Montrée à L'Etrange Festival, à Gérardmer ou encore au BIFFF à Bruxelles, cette histoire d'île mystérieuse qui abrite d'effrayantes créatures aquatiques est pourtant un beau pari pour le réalisateur français de Hitman et Frontière(s), qui tourne à nouveau en anglais, dans une co-production espagnole. Film de monstre, empreint d'une mythologie originale, inscrit dans un romantisme noir, avec de vraies ambitions visuelles, Cold Skin semble néanmoins condamné à ne pas réellement rencontrer son public.

 

Photo David Oakes (III)

 

LES FORMES DANS L'EAU

Cold Skin impose d'emblée une ambiance impressionnante. La photographie de Daniel Aranyo (que Xavier Gens retrouve après The Crucifixion) enveloppe le film dans une atmosphère magnifique, avec une palette de couleurs envoûtante servies par une mise en scène soignée, qui annonce vite ses ambitions dans l'introduction. Dès les premiers instants, Cold Skin embarque donc dans un bel univers de cinéma.

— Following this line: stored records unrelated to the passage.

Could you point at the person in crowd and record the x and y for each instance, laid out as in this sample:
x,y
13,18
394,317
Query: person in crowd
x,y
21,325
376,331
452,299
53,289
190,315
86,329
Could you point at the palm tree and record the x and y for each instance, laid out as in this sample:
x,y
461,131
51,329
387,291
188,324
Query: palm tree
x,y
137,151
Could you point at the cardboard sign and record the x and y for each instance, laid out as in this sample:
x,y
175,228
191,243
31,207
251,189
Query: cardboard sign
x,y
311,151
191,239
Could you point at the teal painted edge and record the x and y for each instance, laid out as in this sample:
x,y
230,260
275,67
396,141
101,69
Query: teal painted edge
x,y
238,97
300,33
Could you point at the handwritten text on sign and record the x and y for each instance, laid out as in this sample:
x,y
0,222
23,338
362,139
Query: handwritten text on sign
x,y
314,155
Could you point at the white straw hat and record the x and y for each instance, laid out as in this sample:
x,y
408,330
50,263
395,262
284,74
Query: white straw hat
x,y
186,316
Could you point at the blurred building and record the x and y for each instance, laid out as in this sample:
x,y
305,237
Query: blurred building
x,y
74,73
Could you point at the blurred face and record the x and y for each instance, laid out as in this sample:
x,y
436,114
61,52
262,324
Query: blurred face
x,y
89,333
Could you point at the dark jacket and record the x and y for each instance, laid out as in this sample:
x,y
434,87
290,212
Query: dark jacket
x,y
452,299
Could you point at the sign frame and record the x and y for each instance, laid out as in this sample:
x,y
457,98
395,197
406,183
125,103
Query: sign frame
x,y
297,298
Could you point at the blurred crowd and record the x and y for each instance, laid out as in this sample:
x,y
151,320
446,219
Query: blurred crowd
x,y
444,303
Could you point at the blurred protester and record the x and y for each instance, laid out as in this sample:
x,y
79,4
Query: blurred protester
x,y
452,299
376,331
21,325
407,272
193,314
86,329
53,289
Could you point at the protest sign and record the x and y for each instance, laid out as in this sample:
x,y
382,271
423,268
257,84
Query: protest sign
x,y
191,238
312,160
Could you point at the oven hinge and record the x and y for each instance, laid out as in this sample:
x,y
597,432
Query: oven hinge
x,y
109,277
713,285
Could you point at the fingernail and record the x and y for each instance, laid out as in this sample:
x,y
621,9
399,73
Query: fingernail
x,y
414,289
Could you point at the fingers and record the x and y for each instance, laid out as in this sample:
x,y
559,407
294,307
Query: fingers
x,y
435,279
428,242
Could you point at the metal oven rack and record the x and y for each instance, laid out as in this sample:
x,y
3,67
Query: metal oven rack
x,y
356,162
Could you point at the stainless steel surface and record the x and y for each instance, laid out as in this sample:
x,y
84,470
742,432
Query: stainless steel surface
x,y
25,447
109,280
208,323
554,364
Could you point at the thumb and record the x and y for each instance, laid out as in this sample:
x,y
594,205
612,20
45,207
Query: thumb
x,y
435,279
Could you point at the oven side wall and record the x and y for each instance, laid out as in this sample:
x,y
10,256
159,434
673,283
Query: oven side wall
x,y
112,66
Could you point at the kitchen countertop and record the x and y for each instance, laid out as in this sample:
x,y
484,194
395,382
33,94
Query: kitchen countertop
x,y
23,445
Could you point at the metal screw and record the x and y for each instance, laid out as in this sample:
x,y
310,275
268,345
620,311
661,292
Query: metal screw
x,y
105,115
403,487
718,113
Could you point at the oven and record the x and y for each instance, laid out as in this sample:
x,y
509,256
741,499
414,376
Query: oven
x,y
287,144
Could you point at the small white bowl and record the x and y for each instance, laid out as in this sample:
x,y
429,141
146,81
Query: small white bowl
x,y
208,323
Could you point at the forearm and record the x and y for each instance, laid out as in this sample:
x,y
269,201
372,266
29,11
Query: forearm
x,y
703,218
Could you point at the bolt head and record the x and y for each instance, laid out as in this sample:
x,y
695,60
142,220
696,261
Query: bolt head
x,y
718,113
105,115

C'est le voyage de Friend (David Oakes), un jeune homme venu d'Irlande jusqu'aux latitudes de l'Antarctique, qui ouvre l'histoire. Pour fuir un monde au bord du chaos en 1914, il a accepté d'être météorologiste sur une île perdue et déserte dans les eaux, où il n'aura pour seule compagnie que vents et marées. Ou presque : un étrange gardien de phare, ainsi que d'effrayantes créatures aquatiques qui sortent une fois la nuit tombée, sont les maîtres des lieux.

Adapté du livre d'Albert Sanchez Pinol, Cold Skin passe du pur film d'horreur, lors d'une attaque nocturne qui reprend les codes du genre, à l'histoire d'amour tordue et noire, en passant même par une belle séquence d'aventure qui ressemble à un vieux serial old school. Il y a clairement de grandes ambitions et espérances derrière le film, et Xavier Gens semble y mettre du cœur d'une manière inédite jusque là.

 

Photo Ray Stevenson, David Oakes (III)

 

DARK WATER

Mais si les ambitions du film sont claires, ses limites le sont aussi. Cold Skin a beau être drapé dans un superbe habillage de cinéma, avec des décors aux confins du réel et un soin apporté à chaque aspect technique, il ne peut se défaire d'une sensation de marasme narratif. La lourdeur de la voix off du héros, censée apporter une touche littéraire et introspective, apporte vite une artificialité désagréable, tandis que la dynamique entre les trois personnages tourne dans le vide, la faute à une dramaturgie faiblarde, trop en surface et respectueuse des codes.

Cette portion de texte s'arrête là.